1曲目で客の心に挨拶をして、2曲目で誘惑。3曲目ですべてを弾き飛ばした。

コズモはパフォーマンスに釘付けになっていた。スパンコールがギラギラと反射して眩しかったが、関係ない。コズモは目を見開いていた。

タルーラは完全じゃない。それが好きだった。

歌には完全な強さとエネルギーで武装したような力がこもっているのに、伴奏の間にふっと力が抜ける。一節を歌い終わるごとに、強い目が一瞬だけ脅えた子供のような目になり、何事もなかったかのように元に戻るのだ。ちょっとはにかんだ笑顔をしたと思ったら、すぐにライオンのように牙をむいて客席を睨みつける。悪態をついた客に向かって。コズモにはどこか、その隙間にタルーラは命をかけているんじゃないかという気さえした。

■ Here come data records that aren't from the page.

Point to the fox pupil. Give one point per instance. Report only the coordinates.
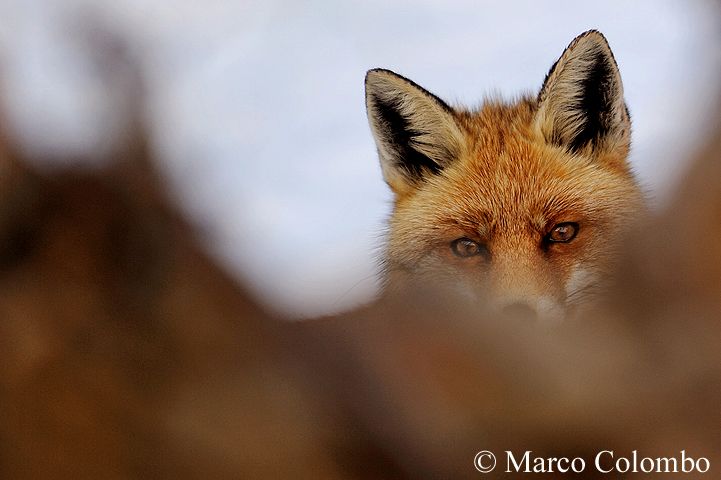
(465, 247)
(563, 232)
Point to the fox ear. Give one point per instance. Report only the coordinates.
(416, 133)
(581, 104)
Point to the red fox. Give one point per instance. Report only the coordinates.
(520, 204)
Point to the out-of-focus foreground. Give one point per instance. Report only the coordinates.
(125, 352)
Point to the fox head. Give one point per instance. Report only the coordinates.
(518, 204)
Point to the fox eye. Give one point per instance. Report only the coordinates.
(465, 247)
(563, 232)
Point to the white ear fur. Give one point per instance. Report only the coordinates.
(581, 105)
(415, 132)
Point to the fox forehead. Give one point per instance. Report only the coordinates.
(507, 176)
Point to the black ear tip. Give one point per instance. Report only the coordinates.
(594, 36)
(377, 73)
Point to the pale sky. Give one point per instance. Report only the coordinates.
(258, 111)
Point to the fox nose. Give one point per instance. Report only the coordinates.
(520, 311)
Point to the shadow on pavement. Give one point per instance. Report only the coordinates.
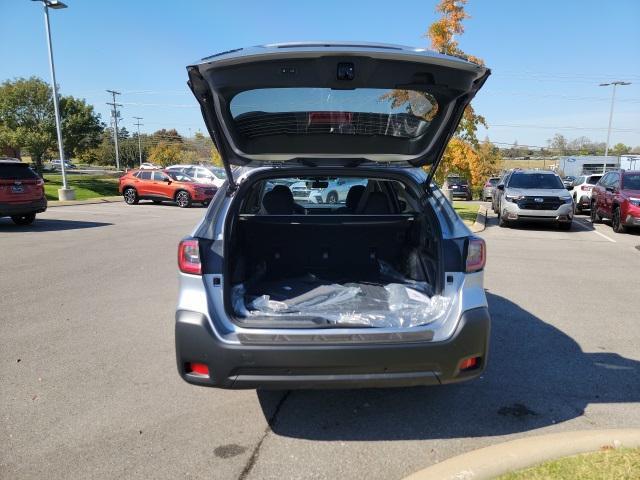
(46, 225)
(536, 376)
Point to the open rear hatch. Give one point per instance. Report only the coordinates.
(333, 104)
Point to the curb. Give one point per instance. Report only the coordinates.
(481, 220)
(90, 201)
(490, 462)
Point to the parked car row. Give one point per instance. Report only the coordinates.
(532, 195)
(164, 185)
(616, 196)
(542, 195)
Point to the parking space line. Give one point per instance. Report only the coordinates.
(579, 223)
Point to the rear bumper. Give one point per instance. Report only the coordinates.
(460, 193)
(329, 366)
(35, 206)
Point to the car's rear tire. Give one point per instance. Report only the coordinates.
(26, 219)
(616, 221)
(130, 196)
(183, 199)
(595, 218)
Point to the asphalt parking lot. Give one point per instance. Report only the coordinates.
(89, 386)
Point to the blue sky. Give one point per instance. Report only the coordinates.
(547, 56)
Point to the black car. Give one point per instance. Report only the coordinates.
(459, 188)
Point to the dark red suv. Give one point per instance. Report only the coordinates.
(617, 196)
(159, 185)
(21, 192)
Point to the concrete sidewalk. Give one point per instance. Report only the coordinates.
(490, 462)
(89, 201)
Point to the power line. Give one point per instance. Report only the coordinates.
(115, 121)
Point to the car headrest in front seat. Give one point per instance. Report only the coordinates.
(279, 201)
(354, 196)
(377, 204)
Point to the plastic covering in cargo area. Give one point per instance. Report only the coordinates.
(389, 301)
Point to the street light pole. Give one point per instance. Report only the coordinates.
(613, 97)
(65, 193)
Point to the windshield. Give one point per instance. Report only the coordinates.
(593, 179)
(179, 176)
(360, 111)
(631, 181)
(218, 172)
(535, 180)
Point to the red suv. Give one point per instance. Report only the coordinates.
(21, 192)
(158, 185)
(617, 196)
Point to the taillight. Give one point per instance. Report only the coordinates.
(476, 255)
(189, 257)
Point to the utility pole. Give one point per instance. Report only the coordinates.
(139, 145)
(613, 97)
(114, 112)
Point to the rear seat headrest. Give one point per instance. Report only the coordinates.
(278, 201)
(376, 204)
(354, 196)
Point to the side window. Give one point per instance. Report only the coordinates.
(204, 173)
(615, 180)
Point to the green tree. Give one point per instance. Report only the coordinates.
(26, 117)
(81, 126)
(165, 153)
(27, 120)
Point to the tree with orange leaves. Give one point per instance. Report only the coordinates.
(464, 154)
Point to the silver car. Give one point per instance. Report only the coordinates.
(383, 291)
(534, 195)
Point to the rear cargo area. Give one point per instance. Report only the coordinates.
(341, 270)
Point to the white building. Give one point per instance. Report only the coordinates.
(630, 162)
(576, 165)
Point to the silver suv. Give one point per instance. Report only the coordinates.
(383, 290)
(534, 195)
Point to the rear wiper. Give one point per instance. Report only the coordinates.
(338, 162)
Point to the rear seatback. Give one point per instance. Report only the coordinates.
(292, 245)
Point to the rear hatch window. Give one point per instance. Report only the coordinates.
(312, 111)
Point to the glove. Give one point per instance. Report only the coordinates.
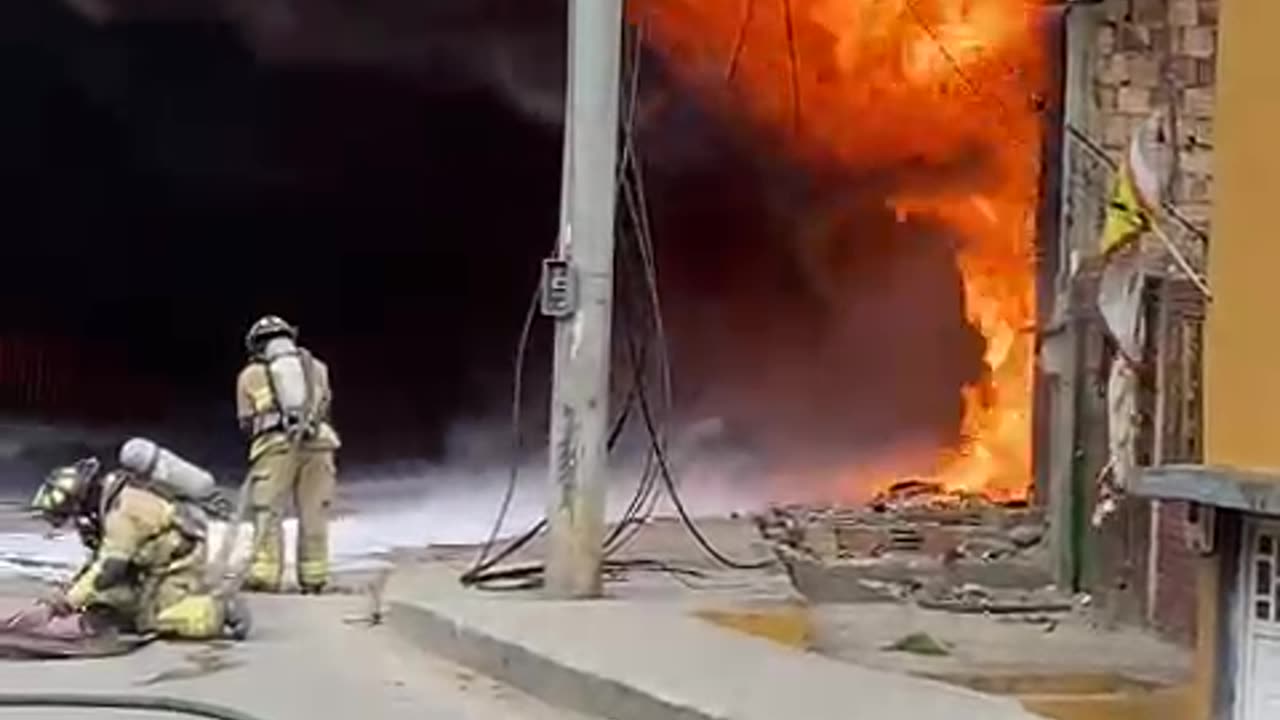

タルーラはきっと、ステージに立つことで自分を見つけたんだと言われるのかもしれない。雑誌でもそう取り上げられるんだろう。そういう人は多くいる。だが「パンク・シンガー」という言葉もこの人の一部でしかない。「ノー」というべく生まれついた人間は、どんなにいい場所を見つけても、いつかは「ここから出して」と言わないといけない。そんな日が来ることを恐れている。だから安心できないし、ゆっくり眠れるわけなんかない。人生はいい詩をこしらえるんだろうけど、本人はたまったもんじゃないんだ。

コズモは、そんな人間が周りにたくさん集まっていることに気づいていた。それがなんだか心地いいのだが、足元がぐらつくような寂しい思いにもなった。あいつもそうだ。こいつも。コズモはちいさく一人ずつ祈っていった。ドーだってそうなんだろう。

横ではAJが片眉をあげて、悪態をついた客のほうを批判的な目で見つめた。
「なんで金を払ってまで、わざわざ嫌いなものを見に来るんだろうな」

4曲目は完璧だった。金を払って「ホモ!」と叫びにきた観客用に、いかにそんなやつらがシベリアの精神病院で面白い実験台になれそうかを歌う短いパワーポップだった。そういう皆ほど、本当は踏みつけられたいんでしょと歌ったタルーラの完全勝利だ。すべては計算し尽くされている。末恐ろしいやつだとAJは感心した。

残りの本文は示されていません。